FIG. 1 is a block diagram of a prior art general purpose input/output interface implementation. Central processing unit 110 has 4 general purpose input/output ports 111 through 114 controlled by port controllers 121 through 124 (e.g., control registers). The GPIOs 111 through 114 communicate 4 respective voltage level indication signals 141 through 144 to switcher 130. Switcher 130 controls a voltage supply (not shown) output and is capable of providing 32 different levels of control. The conventional general purpose input/output interface implementation requires 4 general purpose input/output pins to control 16 different switcher levels. The signal 145 is used to inform the switcher 130 to start at a single preset voltage level for CPU 110 during power on. Furthermore, even with four general purpose input/output pins, the prior art interface is usually not able to utilize the remaining 16 levels of possible voltage supply control otherwise available with switcher 130.

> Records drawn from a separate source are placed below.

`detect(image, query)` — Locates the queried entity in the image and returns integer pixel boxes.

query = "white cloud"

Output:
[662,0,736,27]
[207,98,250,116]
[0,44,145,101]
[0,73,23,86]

In addition to being limited in the number of levels a traditional systems can typically control, traditional systems also usually present indefinite timing characteristics which can be problematic. Traditional attempts at control of support operations are usually limited to progressive changes of one port or “level” at a time. For example, traditional attempts usually can not change from a level associated with GPIO port 111 directly to a level associated with GPIO port 114. Traditional control attempts usually involve a sequential change in which the controls (e.g., via port controller 122 and 123) for each intervening GPIO port (e.g., GPIO port 112 and 113) are altered before GPIO port 114. In addition, there is often a latency associated with multi-tasking events when modifying port controllers. A processor may change the values in port controller 121 an then perform other BIOS and/or operating system tasks before each change in a value of port controller 122, 123 and 124. In many cases the latency is indeterministic and slows implementation of desired CPU 110 voltage control level changes by switcher 130.
Greater flexibility in controlling support functions often facilitates the potential for implementation of more complicated functionality schemes. More complicated functionality schemes usually permit greater processing efficiency and optimization. Although it is important to provide for flexible general purpose operations, traditional attempts typically consume precious connections and expend valuable placement resources. Deciding whether to dedicate significant resources for a general purpose support function is usually very hard. It is difficult to predict the applications that will be utilized on a particular system with a great degree of certainty. Thus, conventional designs usually either expend significant chip resources on general purpose pins or leave out the advantageous features.